First discovered in Western Australia in the mid-1880s, the bizarre-toothed eugeneodont cartilaginous fish Helicoprion davisii was initially mistaken for a species of the equally weird Edestus. It was eventually recognized as part of a separate genus over a decade later, when similar fossils of its close relative Helicoprion bessonowi were found in the Ural Mountains.
1890s-2000s
With Helicoprion only known from strange buzzsaw-like spiral whorls, the function and location of this structure in the fish’s body was a huge source of confusion for over a century.
The earliest interpretation was a defensive structure curling upwards from the snout, then as part of the tail or dorsal fins. It was soon realized to probably be part of the lower jaw instead, but the exact arrangement was still a mystery.
A downward-curling position was popular in reconstructions for much of the 20th century. From the 1960s onwards, however, discoveries of preserved skull cartilage and soft-tissue body outlines of other eugeneodont species began to give a better idea of what these fish were and what they looked like. They were identified as being related to modern chimaeras, but with a very different appearance – they had streamlined shark-like bodies with large triangular pectoral fins, a single dorsal fin, no pelvic or anal fins at all, and broad keels along the sides of their tails.
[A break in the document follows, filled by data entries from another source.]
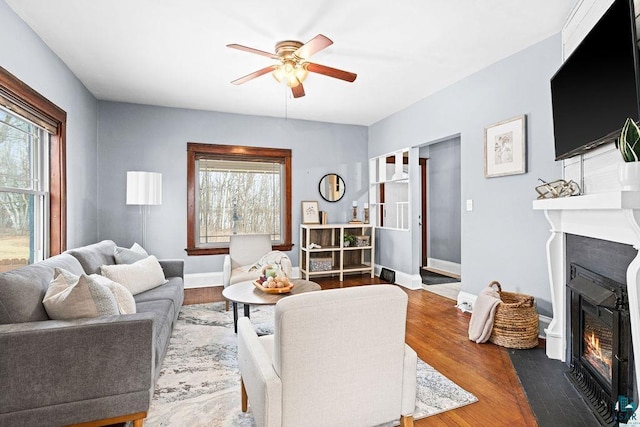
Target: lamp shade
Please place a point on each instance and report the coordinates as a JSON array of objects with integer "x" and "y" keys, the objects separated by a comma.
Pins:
[{"x": 144, "y": 188}]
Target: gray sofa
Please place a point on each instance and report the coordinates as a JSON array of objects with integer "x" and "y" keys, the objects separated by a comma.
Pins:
[{"x": 102, "y": 370}]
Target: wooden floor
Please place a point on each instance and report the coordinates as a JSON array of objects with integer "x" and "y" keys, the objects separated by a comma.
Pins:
[{"x": 437, "y": 331}]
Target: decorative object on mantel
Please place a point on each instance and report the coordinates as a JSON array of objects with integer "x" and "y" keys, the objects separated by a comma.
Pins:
[
  {"x": 354, "y": 214},
  {"x": 505, "y": 147},
  {"x": 349, "y": 240},
  {"x": 557, "y": 188},
  {"x": 629, "y": 146},
  {"x": 515, "y": 324}
]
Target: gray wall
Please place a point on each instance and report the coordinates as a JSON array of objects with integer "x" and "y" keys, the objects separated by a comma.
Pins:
[
  {"x": 445, "y": 207},
  {"x": 138, "y": 137},
  {"x": 503, "y": 238},
  {"x": 26, "y": 56}
]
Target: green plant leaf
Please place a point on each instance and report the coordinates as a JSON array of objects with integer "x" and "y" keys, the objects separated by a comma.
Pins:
[{"x": 629, "y": 142}]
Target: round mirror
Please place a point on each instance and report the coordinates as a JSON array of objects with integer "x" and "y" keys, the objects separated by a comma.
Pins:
[{"x": 331, "y": 187}]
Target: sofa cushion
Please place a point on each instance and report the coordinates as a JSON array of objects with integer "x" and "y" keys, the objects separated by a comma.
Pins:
[
  {"x": 123, "y": 296},
  {"x": 92, "y": 257},
  {"x": 162, "y": 326},
  {"x": 137, "y": 277},
  {"x": 172, "y": 291},
  {"x": 76, "y": 297},
  {"x": 22, "y": 289},
  {"x": 129, "y": 256}
]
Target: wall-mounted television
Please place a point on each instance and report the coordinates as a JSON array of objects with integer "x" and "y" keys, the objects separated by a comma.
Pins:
[{"x": 596, "y": 88}]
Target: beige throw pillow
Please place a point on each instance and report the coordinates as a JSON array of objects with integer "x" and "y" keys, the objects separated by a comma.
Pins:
[
  {"x": 137, "y": 277},
  {"x": 73, "y": 297},
  {"x": 123, "y": 296}
]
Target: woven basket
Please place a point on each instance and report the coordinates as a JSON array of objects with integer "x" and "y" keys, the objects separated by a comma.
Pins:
[{"x": 515, "y": 324}]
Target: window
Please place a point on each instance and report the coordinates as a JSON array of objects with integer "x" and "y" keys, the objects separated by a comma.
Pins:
[
  {"x": 32, "y": 175},
  {"x": 24, "y": 190},
  {"x": 237, "y": 190}
]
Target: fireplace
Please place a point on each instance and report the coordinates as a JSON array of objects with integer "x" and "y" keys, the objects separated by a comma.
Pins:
[
  {"x": 601, "y": 355},
  {"x": 612, "y": 216}
]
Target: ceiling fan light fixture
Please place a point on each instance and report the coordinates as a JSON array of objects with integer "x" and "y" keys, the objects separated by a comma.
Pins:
[
  {"x": 290, "y": 73},
  {"x": 293, "y": 68}
]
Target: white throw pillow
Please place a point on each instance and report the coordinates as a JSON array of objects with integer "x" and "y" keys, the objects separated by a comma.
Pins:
[
  {"x": 137, "y": 277},
  {"x": 129, "y": 256},
  {"x": 73, "y": 297},
  {"x": 123, "y": 296}
]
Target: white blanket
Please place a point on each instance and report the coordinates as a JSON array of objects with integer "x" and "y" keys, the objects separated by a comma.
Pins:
[{"x": 483, "y": 313}]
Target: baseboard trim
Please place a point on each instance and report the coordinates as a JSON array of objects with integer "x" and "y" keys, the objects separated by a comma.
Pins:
[
  {"x": 406, "y": 280},
  {"x": 445, "y": 267},
  {"x": 465, "y": 299},
  {"x": 543, "y": 324},
  {"x": 202, "y": 280}
]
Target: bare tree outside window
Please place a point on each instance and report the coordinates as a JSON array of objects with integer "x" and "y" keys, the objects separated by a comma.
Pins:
[
  {"x": 238, "y": 198},
  {"x": 237, "y": 190},
  {"x": 23, "y": 192}
]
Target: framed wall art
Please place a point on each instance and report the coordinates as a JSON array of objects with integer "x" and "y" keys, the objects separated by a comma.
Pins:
[
  {"x": 505, "y": 147},
  {"x": 310, "y": 212}
]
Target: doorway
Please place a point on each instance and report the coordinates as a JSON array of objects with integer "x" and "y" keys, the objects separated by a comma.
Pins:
[{"x": 441, "y": 211}]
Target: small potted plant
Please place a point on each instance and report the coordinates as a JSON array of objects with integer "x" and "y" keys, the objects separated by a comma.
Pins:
[{"x": 629, "y": 146}]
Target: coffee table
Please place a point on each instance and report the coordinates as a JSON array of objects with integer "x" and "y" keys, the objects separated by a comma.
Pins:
[{"x": 247, "y": 294}]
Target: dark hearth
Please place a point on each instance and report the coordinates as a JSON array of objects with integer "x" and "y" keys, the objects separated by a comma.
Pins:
[{"x": 601, "y": 359}]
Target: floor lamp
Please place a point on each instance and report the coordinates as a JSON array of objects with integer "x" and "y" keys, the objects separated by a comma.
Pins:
[{"x": 144, "y": 189}]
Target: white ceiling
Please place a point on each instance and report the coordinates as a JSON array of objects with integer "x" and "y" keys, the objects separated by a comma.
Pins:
[{"x": 173, "y": 52}]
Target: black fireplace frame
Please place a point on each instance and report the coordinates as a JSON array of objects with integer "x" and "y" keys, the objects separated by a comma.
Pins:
[{"x": 606, "y": 300}]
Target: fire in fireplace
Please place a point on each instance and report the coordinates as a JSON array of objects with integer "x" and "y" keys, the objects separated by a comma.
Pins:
[
  {"x": 598, "y": 346},
  {"x": 601, "y": 358}
]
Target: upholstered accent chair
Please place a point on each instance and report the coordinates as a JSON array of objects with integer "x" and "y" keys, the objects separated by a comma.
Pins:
[
  {"x": 337, "y": 357},
  {"x": 245, "y": 250}
]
A single tooth whorl sat in the middle of the lower jaw, with its sides covered by skin, and the largest and youngest teeth formed at the back before spiralling forwards, downwards, and inwards.
In the 1990s a “pizza-cutter” reconstruction gave Helicoprion long narrow jaws with the whorl positioned very far forwards, sawing and crushing prey against the underside of the snout. A version with the whorl very deep inside the throat was also proposed in 2008, but only a year later a new variant of the pizza-cutter saw-jaw model suggested the presence of a specialized “pocket” in the upper jaw lined with teeth.
2020s
Finally, in 2013, CT scanning of a Helicoprion specimen originally discovered in the 1960s revealed something incredibly special – an almost complete three-dimensionally preserved and articulated set of jaws. It showed narrow jaws that were shorter than the previous reconstructions, with the whorl occupying the entire lower jaw and braced by cartilage on each side.
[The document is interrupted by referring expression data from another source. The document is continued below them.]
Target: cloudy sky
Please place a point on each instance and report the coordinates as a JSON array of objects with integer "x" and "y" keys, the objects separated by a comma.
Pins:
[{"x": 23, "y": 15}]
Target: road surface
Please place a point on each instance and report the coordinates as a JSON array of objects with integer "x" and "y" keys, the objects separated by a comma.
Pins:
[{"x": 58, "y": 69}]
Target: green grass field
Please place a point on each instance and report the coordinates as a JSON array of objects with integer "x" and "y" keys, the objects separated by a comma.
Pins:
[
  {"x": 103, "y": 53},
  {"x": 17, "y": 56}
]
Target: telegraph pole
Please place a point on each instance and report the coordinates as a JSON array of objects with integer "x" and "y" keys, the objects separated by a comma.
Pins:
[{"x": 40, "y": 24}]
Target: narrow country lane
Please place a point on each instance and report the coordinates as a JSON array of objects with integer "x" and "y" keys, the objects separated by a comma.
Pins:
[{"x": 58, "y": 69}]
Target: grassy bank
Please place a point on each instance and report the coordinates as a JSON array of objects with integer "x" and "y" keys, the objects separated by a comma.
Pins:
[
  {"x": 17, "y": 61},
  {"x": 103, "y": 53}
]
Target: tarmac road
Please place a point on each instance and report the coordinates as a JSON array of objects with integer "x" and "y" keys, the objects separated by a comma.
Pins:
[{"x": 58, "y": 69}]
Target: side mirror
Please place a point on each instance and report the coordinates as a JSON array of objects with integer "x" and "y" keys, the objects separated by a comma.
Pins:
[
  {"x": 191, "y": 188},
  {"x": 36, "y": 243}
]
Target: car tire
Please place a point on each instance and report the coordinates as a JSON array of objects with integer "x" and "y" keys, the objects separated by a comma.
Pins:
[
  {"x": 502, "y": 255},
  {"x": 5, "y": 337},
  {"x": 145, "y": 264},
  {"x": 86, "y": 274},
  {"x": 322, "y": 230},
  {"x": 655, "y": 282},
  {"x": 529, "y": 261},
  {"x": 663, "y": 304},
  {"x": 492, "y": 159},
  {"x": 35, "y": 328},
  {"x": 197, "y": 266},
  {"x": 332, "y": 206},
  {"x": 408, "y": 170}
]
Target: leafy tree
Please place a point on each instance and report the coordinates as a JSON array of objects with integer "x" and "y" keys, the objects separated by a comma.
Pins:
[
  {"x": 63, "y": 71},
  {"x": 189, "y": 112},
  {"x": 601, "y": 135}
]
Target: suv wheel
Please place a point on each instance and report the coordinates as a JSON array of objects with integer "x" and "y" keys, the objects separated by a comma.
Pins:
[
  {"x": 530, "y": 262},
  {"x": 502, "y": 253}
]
We now know Helicoprion davisii was found worldwide during the early-to-mid Permian, about 272-268 million years ago, and based on some of the biggest known tooth whorls it may have reached sizes of up to 8m long (~26′), similar in size to modern basking sharks. It continuously added new and larger teeth to its whorl throughout its life, with the smaller older teeth being retained instead of shed, slowly pushed into a tight spiral deep inside the lower jaw.
The upper jaw formed a sheath-like pocket lined with a “pavement” of numerous tiny rounded teeth, and as Helicoprion closed its jaws the various parts of the whorl simultaneously grabbed, sliced, and pulled prey further into its mouth – a mechanism possibly specialized for efficiently de-shelling cephalopods like ammonites and nautiloids.